- Motto(s): Home of Grains, Sugarcane and Rearing
- Interactive map of Kubau
- Country: Nigeria
- State: Kaduna State
- Headquarter: Anchau

Government
- • Chairman: Bashir Zuntu

Area
- • Total: 2,505 km^{2} (967 sq mi)

Population (2006)
- • Total: 282,045
- • Density: 112.6/km^{2} (291.6/sq mi)
- Time zone: UTC+1 (WAT)

= Kubau =

Kubau Local Government Area is one of the 23 Local Government Areas in Kaduna State, Nigeria. It has its headquarters in the town of Anchau. The Local Government Council is chaired by Bashir Zuntu. The present chairman is Hon. Bashir Zuntu.

It was created during the military regime of General Sani Abacha, on November 2, 1995, from the present Ikara Local Government Area.

== Geography ==
There are two main seasons in the Kubau LGA: the dry season and the rainy season. The area's average temperature is said to be 33 °C, and the Local Government Area's annual precipitation total is reported to be 1100 mm.

=== Climate ===
In Kubau Local Government Area, The dry season is partly cloudy, the wet season is oppressive and mostly cloudy, and the weather is hot all year round. The average annual temperature fluctuates between 21 °C and 24 °C, seldom falling above 40 °C.

==Subdivisions==
It has eleven political wards, which includes the following;
1. Anchau Ward
2. Pampegua Ward
3. Zuntu Ward
4. Dutsen-wai Ward
5. Damau Ward
6. Kargi Ward
7. Karreh Ward
8. Mah Ward
9. Kubau Ward
10. Haskiya Ward
11. Zabi Ward

It also has 10 districts, with Anchau and Kubau being the oldest as well as the most influential among them. The postal code of the area is 811.

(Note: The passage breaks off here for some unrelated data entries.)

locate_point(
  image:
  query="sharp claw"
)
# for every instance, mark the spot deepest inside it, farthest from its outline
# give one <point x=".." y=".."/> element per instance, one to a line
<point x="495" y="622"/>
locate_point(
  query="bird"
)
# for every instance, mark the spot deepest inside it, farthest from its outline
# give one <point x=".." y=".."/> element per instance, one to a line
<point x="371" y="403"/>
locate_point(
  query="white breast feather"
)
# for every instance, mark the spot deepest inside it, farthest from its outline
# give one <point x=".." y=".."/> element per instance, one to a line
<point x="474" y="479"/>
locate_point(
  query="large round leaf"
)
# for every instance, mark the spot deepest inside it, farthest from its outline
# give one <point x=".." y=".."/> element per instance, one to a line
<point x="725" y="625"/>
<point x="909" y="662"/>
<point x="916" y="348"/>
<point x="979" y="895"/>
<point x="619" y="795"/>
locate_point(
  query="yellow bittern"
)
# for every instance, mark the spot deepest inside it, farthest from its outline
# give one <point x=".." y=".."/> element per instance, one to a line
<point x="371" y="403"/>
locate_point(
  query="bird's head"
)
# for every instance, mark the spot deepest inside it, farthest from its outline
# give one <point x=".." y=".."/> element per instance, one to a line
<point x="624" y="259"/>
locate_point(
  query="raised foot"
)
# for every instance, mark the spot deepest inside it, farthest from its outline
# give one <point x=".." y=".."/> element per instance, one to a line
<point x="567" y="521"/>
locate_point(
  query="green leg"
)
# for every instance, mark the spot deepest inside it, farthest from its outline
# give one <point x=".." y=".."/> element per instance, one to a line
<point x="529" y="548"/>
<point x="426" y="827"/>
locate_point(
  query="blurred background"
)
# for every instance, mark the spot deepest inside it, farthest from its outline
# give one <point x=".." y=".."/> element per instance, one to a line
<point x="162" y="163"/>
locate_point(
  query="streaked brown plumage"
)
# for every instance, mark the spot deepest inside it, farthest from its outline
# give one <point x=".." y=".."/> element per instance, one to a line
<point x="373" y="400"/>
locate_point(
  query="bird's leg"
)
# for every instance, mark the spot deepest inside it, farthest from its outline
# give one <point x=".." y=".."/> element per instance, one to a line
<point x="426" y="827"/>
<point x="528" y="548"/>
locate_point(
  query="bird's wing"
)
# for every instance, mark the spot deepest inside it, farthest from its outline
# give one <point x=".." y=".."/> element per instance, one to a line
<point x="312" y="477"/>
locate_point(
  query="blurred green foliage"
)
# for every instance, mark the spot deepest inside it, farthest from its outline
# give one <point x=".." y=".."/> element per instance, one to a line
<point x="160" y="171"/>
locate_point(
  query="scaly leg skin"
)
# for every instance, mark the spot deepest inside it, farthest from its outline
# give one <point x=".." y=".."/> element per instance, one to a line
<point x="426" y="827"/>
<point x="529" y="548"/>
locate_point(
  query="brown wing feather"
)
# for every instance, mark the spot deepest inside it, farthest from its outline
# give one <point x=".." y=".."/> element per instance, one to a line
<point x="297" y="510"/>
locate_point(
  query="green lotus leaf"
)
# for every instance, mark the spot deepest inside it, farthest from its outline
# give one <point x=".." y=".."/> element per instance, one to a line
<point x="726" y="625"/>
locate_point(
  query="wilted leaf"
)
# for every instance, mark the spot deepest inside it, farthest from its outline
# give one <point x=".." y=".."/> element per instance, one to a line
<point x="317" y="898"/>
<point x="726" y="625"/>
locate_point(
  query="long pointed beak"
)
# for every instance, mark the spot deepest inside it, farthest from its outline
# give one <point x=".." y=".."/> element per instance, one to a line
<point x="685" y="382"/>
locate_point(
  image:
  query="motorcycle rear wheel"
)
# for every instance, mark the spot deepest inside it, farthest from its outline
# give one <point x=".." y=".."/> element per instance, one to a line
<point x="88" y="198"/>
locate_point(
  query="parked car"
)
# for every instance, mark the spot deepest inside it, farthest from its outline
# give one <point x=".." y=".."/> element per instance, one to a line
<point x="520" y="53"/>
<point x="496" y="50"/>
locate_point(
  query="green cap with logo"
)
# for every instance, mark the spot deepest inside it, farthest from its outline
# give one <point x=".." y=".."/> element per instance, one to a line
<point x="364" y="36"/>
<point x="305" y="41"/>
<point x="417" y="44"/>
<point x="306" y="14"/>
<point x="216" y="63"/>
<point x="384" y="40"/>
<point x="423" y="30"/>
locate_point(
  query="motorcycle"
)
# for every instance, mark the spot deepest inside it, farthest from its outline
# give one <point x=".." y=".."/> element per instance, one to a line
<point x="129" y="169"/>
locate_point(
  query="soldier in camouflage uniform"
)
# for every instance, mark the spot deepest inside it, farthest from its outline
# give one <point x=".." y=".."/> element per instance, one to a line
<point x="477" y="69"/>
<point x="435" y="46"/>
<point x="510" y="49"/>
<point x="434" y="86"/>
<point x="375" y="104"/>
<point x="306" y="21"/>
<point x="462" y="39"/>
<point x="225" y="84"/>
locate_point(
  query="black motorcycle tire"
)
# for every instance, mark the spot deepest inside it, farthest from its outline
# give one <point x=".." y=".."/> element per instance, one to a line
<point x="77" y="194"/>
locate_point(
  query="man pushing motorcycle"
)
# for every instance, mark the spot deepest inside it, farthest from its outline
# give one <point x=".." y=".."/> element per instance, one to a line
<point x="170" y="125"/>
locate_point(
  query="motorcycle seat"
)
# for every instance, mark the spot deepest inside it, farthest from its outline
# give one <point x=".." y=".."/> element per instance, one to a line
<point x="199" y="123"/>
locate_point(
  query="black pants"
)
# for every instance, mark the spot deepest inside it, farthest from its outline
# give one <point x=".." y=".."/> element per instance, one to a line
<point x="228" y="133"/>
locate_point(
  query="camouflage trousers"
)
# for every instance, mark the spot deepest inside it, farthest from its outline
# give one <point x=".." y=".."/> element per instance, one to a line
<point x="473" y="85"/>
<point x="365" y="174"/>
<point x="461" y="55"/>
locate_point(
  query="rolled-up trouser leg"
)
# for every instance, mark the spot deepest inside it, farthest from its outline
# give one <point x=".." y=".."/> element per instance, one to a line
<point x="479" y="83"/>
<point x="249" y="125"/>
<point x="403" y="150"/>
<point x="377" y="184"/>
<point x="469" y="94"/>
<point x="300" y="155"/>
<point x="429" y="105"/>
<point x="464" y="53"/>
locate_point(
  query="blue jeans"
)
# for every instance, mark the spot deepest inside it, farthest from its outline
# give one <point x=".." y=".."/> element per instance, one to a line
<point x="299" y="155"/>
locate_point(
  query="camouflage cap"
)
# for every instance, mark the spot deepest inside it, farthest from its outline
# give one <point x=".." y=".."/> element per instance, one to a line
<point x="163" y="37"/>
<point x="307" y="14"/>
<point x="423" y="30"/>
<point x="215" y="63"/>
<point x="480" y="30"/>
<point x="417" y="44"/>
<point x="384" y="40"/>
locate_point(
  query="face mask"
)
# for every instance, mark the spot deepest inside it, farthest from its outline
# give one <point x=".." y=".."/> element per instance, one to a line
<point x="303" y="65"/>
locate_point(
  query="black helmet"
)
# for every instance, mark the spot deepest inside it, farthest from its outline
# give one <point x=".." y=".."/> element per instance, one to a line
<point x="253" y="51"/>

Kubau local government has ancient villages such as Anchau, Gadas, Kuzuntu, with headquarters in Jenau 10 km from the main Anchau.

==People==
The major tribes are predominantly Hausa and Fulani. Although there are immigrant tribes like Sayawa, Kurama, etc. But they are very few.

The people of Kubau LG are predominantly Muslim by religion, although there are some Christians in some parts of the local government.

==Government==
Hamisu Ibrahim Kubau is the current serving member representing Ikara/Kubau Federal Constituency, Kaduna State.

== Economy ==
Kubau local government have the famous Anchau weekly (Tuesday) market for selling of cattle and many other agricultural produce such as maize, guinea corn, soya beans among others. Another main market is located in Pambegua, a junction town for selling of many agricultural commodities on Fridays. Other markets are the Dutsenwai Tomatoes Market, a seasonal market for selling of irrigated agricultural commodities like tomatoes. Kogi Tomatoes market is another seasonal market located on Anchau Dutsenwai road at the village of Kogi in Kuzuntu.

It has a lot of natural resources which include iron ore, tin. It is a major agricultural production area in Kaduna State; its major product is sugarcane.

== Education ==
Kubau local government has many primary and secondary schools in all the 11 wards.

==Area and population==
It has an area of 2,505 km^{2} and a population of 282,045 as at the 2006 census.